Features
How ready is Sri Lanka for India’s catastrophic Covid wildfire jumping across?
by Bodhi Dhanapala, Canada.
We hear that India has set a world record for Covid infections in a single day, and has even broken it again. It is even short of oxygen. Funeral pyres for burning on pavements and street corners. We also hear that the Covid virus has mutated to a new Indian virus, whose behaviour, i.e., its infective nature and degree of danger are still unknown. In any case, the epidemic is spreading like wildfire in India.
Of course, whatever happens in India, be it a pestilence, a political ‘parippu drop down’, or a religio-nationalist ill wind, they all come to Sri Lanka sooner or later. The recent high incidence of Covid in the Jaffna peninsula may well be the beginning of the ill wind that Lanka should expect from the North very soon.

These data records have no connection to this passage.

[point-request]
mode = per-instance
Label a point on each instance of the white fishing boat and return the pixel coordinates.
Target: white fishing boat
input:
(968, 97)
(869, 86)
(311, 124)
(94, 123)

But is Sri Lanka ready to face such a new wave of Covid? What is the stock capacity of Sri Lanka for oxygen? How much oxygen can Sri Lanka produce for its medical needs? Or, does it depend on supplies from abroad although making oxygen is a straight-forward technology? Has it as yet banned travel between India and Sri Lanka?
How may intensive care units (ICU) does Sri Lanka have when Covid patients require such care? The country has had now one year to get ready for this kind of anticipated third wave and waves that will come from new mutants. The situation seems bleak since the supply of vaccines that Sri Lanka got initially has dried up. The rich and powerful have got their vaccines. Even their drivers and “kussi ammas” have been inoculated. But the vast majority of poor people have had no vaccines.
India is a country where all kinds of “alternative therapies” were promoted and used against the Covid infection, claiming that the ancient medications handed down to them by the Ancient Rishis will “boost the immunity” if people would only drink various brews made out of traditional medicinal herbs. Even drinks made out of cow urine, doing various chants, animal sacrifices etc., were promoted. Of course, it turns out that these alternative therapies actually cost a lot of money although the pretense is claimed that the “dhesheeya” (indigenous) medications are inexpensive.
Even in India, an 8 oz packet containing an Ayurvedic product containing amla (“nelli”), coriander, ginger and a few other such herbs cost anything from $3 to $10! Are they any cheaper in Sri Lanka?
There was also a new twist to all this, where Indian doctors with some western training attempted to push mega doses of Vitamin D and Vitamin C as the solution to fight the epidemic. The same sort of propaganda happened in Sri Lanka. We remember well the misadventures of the Minister of Health and even the Speaker of Parliament in their embrace of the occult sciences.
Even the State Minster of Pharmaceutical Prodution and Supply and Regulation had her hand in these claims. However, we can hope that recent events have taught these people, and the gullible public, that there are no shortcuts to treating new types of infections unknown to mankind except with the power of new science, deployed with a rapidity that is faster than the rate of propagation or mutation of the virus.
The fact that the virus has mutated so many times in the course of one year should not surprise anybody. This is because the lifetime of a virus is short, and even a month is equal to thousands and thousands of virus generations, and this provides sufficiently long time scales for Darwin’s principles of evolution to enact themselves. And yet there are individuals who still refuse to believe that organisms mutate, and claim that Darwin is wrong.
So, assuming that the authorities who previously thought that occult “sciences” and herbal medications can stop the epidemic have learnt their lesson, we can only hope that they face the epidemic by getting ready for the inevitable – namely, a new epidemic of Covid in Sri Lanka, with the spark coming from the wildfire of an epdemic that is now burning in India.
India is challenging China in its quest to become the leader of South Asia. But it has now shown that it cannot even govern itself. It is tied down to its own myths and mystical political ideologies. It has also signed itself into the hands of the devil by becoming a part of the Western Quad in its anger against China. Meanwhile, China has shown the world that it has the determination and the capacity to guide its people in the face of an extreme adversity. Furthermore, the Chinese people have shown a greater degree of rational behaviour than the Indians who have shown little capacity for social discipline.
Can Sri Lanka and its leaders do better?